Bruce Gilley. Tiger on the Brink: Jiang Zemin and China's New Elite. Berkeley, Los Angeles, and London: University of California Press, 1998. xi, 395 pp. Hardcover $29.95, ISBN 0-520-21395-5.
Willy Wo-Lap Lam. The Era of Jiang Zemin. Singapore: Prentice-Hall, 1999. xi, 452 pp. Paperback $19.99, ISBN 0-13-083701-6.

In June 1998, Bill Clinton arrived in China for a summit meeting that many expected to end in a public relations disaster for the American president. The year before, the United States had witnessed what Chinese commentators described as an "anti-China wave" (fan Hua langchao) epitomized by renewed media and Congressional attacks on the PRC's human rights record, by the publication of books painting lurid scenarios of a war between the two remaining superpowers, and by hostility to any rapprochement between a democratic nation and a "totalitarian" state.1 True, President Jiang Zemin's visit to Washington in the autumn of 1997 had temporarily given the Chinese Communist Party (CCP) a more human face. (Zhu Rongji's visit in April 1999 would do the same, even if against the impossible odds of the Los Alamos spy scandal.) But Clinton was still on the defensive about reciprocating Jiang's American tour. He responded in two ways.

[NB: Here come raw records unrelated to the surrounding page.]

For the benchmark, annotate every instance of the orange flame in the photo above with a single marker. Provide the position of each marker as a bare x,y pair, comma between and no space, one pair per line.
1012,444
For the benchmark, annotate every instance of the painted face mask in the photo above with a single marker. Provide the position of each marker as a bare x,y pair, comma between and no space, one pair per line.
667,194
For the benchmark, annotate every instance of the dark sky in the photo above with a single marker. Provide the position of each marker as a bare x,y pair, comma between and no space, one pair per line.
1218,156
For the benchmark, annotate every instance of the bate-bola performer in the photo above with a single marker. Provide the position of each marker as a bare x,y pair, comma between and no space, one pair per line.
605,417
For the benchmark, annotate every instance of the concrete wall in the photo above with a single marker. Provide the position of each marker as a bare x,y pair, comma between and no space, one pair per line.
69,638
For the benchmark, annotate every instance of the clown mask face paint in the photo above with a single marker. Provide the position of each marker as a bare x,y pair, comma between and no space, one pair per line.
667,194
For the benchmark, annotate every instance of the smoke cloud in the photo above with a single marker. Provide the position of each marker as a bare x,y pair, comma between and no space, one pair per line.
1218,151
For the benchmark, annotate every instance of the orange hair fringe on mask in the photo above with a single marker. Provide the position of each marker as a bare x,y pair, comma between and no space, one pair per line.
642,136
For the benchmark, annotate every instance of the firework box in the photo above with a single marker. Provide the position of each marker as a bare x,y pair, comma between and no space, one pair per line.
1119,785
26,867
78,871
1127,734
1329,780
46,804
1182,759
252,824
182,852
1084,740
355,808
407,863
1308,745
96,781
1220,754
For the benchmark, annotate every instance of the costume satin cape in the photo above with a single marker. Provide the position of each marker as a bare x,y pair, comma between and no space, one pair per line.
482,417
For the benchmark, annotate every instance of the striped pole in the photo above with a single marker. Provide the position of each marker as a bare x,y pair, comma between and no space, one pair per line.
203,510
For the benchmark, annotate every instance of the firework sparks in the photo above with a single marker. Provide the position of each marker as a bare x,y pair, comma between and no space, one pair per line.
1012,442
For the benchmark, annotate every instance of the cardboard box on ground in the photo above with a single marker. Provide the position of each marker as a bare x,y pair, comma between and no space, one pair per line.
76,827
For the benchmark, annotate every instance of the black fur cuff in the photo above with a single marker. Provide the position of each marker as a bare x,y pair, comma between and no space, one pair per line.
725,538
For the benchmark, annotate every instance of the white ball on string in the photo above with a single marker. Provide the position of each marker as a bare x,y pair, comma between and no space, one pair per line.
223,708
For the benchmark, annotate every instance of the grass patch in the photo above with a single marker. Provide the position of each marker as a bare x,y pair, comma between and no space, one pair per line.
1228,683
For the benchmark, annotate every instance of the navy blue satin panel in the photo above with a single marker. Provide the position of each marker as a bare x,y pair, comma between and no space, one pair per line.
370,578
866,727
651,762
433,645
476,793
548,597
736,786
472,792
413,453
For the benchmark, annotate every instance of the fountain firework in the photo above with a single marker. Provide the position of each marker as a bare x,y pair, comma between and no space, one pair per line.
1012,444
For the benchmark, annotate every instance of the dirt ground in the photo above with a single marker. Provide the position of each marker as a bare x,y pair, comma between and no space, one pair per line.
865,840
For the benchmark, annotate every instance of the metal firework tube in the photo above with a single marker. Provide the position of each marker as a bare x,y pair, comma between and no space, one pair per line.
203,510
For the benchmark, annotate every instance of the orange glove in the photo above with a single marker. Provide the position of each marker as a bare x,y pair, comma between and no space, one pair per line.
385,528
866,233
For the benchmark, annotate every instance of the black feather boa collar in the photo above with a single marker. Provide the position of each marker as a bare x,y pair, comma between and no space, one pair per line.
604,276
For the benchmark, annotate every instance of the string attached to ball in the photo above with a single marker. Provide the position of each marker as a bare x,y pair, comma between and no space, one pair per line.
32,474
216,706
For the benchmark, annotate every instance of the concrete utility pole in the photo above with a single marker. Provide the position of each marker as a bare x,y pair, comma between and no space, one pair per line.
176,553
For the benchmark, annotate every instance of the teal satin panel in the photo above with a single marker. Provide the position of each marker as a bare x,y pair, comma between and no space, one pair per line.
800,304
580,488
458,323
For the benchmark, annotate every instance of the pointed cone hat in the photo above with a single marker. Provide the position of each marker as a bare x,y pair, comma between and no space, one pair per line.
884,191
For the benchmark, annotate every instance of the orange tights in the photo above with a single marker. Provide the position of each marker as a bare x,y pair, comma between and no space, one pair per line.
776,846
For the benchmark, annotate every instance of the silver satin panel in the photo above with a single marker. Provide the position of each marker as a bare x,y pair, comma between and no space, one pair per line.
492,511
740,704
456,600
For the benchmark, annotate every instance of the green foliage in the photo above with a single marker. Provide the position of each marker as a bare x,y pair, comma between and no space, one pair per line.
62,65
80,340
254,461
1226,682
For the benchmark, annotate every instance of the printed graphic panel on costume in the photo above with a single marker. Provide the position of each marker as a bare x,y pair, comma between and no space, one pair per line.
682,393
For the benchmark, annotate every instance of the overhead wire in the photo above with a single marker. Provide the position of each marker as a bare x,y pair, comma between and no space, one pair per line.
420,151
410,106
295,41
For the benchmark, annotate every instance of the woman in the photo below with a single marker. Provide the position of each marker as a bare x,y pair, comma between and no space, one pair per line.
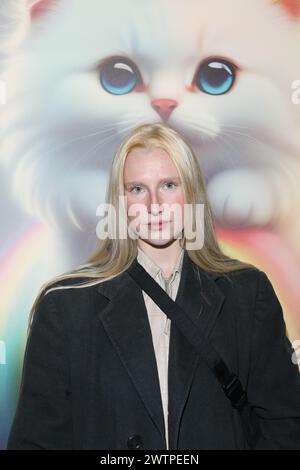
106,368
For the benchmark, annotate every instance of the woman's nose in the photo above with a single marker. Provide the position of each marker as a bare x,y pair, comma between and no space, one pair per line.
154,204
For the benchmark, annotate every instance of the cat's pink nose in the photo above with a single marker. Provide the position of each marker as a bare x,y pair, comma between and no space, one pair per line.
164,107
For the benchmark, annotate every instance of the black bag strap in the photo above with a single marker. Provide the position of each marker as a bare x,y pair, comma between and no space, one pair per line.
229,381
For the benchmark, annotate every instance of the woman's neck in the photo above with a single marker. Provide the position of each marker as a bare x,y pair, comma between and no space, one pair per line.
165,257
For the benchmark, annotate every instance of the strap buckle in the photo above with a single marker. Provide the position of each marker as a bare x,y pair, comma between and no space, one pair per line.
234,391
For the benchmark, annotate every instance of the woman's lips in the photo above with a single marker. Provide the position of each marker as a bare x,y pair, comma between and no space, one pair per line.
157,225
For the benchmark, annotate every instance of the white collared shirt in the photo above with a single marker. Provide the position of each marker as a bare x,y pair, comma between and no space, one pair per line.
159,322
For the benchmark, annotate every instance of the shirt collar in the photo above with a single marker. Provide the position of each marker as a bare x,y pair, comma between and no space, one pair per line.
153,269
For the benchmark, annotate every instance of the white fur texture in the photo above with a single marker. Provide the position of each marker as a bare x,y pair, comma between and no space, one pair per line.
60,128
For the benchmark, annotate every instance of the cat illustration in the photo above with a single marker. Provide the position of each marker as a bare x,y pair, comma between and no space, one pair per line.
219,71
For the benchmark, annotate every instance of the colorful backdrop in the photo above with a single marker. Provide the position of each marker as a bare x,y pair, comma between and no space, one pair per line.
77,75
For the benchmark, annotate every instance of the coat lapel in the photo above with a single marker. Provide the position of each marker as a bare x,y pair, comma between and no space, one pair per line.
125,320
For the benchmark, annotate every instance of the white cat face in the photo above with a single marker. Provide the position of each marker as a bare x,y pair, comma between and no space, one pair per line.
90,71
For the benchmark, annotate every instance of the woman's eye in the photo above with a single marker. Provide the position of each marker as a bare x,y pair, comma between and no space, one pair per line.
119,76
134,187
215,76
171,183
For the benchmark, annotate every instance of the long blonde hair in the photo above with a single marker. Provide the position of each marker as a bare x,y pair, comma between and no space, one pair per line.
112,256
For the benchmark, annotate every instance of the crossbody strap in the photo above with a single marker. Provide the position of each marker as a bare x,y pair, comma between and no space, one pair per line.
229,381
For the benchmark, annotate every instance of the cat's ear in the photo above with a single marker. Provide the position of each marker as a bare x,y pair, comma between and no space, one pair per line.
38,7
291,6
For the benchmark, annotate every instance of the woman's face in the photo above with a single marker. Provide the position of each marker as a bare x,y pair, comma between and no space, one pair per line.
154,193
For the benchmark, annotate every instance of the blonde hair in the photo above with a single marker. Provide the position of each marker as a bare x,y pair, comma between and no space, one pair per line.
113,256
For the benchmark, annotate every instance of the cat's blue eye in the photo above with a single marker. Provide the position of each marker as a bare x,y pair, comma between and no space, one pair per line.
215,76
119,76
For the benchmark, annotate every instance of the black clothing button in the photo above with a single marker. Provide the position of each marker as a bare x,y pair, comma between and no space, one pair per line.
134,442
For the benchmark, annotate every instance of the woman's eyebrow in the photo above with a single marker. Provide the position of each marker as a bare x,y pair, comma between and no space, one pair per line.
160,181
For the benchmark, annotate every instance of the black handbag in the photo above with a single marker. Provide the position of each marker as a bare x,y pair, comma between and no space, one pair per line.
229,381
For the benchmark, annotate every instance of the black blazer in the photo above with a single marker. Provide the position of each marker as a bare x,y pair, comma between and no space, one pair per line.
90,379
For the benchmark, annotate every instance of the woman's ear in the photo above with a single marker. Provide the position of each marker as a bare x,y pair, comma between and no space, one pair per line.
291,6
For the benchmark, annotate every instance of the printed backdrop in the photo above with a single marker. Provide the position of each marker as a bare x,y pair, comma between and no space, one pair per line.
77,75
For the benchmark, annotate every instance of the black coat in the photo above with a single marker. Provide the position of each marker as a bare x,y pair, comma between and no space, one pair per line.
90,379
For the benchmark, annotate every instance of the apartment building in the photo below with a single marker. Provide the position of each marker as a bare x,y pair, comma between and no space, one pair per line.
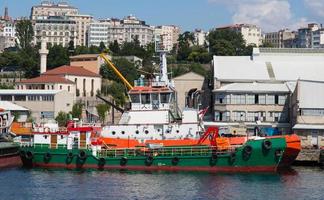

On the one hand, Clinton the pragmatist committed himself to do more with China "to shore up stability in Asia, on the Korean Peninsula, and the Indian subcontinent." On the other, Clinton the man of principle reaffirmed his belief in democracy and freedom and urged China to embrace these fundamental values. In a press conference conducted in the grand surroundings of the Great Hall of the People on June 27, Clinton delivered a paean to the remarkable events that Tiananmen Square had witnessed since "China's quest for constitutional government was born" there one hundred years before, a series of events culminating in 1989 when "Chinese citizens of all ages raised their voices for democracy." Clinton continued:

For all our agreements, we still disagree about the meaning of what happened then. I believe, and the American people believe, that the use of force and the tragic loss of life was wrong. I believe, and the American people believe, that [End Page 7] freedom of speech, association, and religion are, as recognized by [the] U.N. Charter, the right of people everywhere and should be protected by their governments. It was to advance these rights that our Founding Fathers in our Declaration of Independence pledged our lives, our fortunes, our sacred honor. Fifty years ago, the U.N. recognized these rights as the basic freedoms of people everywhere.2

President Clinton's words were directed to a multileveled audience: to President Jiang Zemin and other high-ranking Chinese Communist Party leaders, who were his official hosts; to millions of ordinary Chinese, who watched an unprecedented public exchange of views, carried live by CCTV's Channel One, in which the Tiananmen protesters were lionized and the Dalai Lama defended; to Chinese mainland dissidents, like Lin Xinshu and Zhu Yufu, who largely applauded Clinton's speech; to exiled dissidents, many of whom, like Bao Ge and Ye Ning, dismissed the trip as disappointing and shallow; to the American audience, divided between those who support engagement and those who wish to make China an international pariah; and, of course, to many constituencies beyond America's shores. That Clinton could be frank on human rights, without offending his hosts, was a remarkable coup de théâtre. But since words in these settings are carefully chosen, the social scientist is bound to examine not only what the president actually said, but also what he avoided saying. If America is a liberal democracy, whose founders were guided by the light of liberty, what kind of state is modern China, whose "remarkable transformation" Mr. Clinton hailed in the Great Hall of the People? Clinton himself did not try to define it; nor did he do so in...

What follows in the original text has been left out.